La última frontera
Leonardo Garnier

Leonardo Garnier
Lentamente, el viejo alza la cuchara dubitativa hacia su boca desdentada y escéptica. La sopa tibia, amarillenta, insípida, es el alimento más agradable que sirven en el asilo al que sus eufémicos hijos llaman hogar de ancianos, sin querer darse cuenta de que un hogar debe invocar afecto para merecer el nombre, y que los ancianos deben ser venerables para sentirse ancianos, y no simplemente despojos, restos, sobros en proceso de descomposición.

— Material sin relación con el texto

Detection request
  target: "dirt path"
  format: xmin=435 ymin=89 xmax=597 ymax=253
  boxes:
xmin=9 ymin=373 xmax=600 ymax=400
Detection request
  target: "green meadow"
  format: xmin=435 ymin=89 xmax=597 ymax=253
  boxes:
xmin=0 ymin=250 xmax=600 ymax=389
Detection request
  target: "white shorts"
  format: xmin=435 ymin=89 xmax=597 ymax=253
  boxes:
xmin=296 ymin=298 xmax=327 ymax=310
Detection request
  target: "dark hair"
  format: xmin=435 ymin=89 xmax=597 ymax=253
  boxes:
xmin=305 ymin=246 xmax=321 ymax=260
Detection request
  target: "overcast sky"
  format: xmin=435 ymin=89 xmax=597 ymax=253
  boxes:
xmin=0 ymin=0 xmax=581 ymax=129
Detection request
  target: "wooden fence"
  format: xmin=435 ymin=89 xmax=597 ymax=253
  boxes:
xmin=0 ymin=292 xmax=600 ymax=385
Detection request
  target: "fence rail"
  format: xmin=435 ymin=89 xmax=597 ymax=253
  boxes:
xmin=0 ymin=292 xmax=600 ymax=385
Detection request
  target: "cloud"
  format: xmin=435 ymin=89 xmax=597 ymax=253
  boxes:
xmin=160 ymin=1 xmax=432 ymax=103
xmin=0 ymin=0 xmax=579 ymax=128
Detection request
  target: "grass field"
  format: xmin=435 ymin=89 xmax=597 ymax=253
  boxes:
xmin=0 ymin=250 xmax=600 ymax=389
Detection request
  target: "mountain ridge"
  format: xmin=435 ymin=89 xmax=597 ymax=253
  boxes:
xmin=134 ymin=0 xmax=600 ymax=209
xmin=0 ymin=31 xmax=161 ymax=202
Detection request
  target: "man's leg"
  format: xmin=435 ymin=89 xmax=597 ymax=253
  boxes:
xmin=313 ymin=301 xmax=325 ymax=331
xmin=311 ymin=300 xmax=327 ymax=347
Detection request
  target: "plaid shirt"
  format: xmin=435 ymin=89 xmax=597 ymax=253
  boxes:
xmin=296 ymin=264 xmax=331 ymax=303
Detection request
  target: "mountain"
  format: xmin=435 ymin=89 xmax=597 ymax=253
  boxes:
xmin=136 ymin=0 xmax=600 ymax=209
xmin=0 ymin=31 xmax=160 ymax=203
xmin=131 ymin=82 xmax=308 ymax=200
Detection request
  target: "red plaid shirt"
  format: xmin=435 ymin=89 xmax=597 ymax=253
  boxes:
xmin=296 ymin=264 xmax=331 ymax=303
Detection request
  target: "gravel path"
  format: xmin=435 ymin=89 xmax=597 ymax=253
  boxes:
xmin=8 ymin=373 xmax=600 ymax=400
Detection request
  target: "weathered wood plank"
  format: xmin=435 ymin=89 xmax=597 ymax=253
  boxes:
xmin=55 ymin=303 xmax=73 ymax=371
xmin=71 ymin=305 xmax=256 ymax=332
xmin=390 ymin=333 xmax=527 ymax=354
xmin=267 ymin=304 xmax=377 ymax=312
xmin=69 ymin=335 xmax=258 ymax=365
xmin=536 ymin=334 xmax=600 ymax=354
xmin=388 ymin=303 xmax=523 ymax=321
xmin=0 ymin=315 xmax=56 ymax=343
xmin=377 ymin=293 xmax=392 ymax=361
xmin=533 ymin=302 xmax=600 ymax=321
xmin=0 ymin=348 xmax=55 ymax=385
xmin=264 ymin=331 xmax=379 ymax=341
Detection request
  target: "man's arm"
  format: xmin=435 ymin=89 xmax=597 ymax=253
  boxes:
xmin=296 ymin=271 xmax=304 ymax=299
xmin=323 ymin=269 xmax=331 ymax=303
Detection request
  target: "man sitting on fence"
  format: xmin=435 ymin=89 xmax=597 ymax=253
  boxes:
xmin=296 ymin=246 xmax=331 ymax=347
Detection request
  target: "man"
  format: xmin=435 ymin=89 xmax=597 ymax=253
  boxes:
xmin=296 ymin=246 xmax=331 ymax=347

Mientras la sopa hace su recorrido por el cuerpo del viejo, los ojos serenos repasan, en disciplinada rutina, las grietas de la pared lateral, que forman –si uno aplica la imaginación como la aplica un niño—un curioso mapamundi, en el que las fronteras dejan de ser inofensivas líneas imaginarias para convertirse en verdaderos abismos grises que separan el terreno ocre de las patrias. ¡Era tan bueno el pastel de mango que hacía Domitila! Nos escapábamos de la escuela justo antes de que empezara la clase de religión, y corríamos bordeando el río hasta llegar a su casa en el momento preciso: ¡aaahhh! Todavía puedo oler aquel aire perfumado a pastel, todavía puedo ver la cara de Domitila, haciéndose la sorprendida cuando nos venía llegar (como si no nos esperara) y regañándonos entre dientes –entre sus pocos dientes– con aquel ¿qué hacen aquí a esta hora, güilas, no tenían que estar en clase? Y nos pasaba uno de sus platos gordos de loza azul y blanca, con un pedazo de mmmm, qué se yo con qué podría comparar aquel pastel... un pedazo así, grande, caliente, tostadito... qué vida la de entonces. La cuchara tiembla por última vez antes de caer sonora al piso. La cara del viejo se inclina y cae despaciosa sobre su brazo, que apoyado en la mesa parecía esperarla precavido. La sopa se termina de enfriar, con una capa de grasa que se endurece sobre la superficie. En la cara del viejo, una sonrisa firme y duradera borra para siempre todo rasgo de escepticismo, mientras él cruza la última frontera.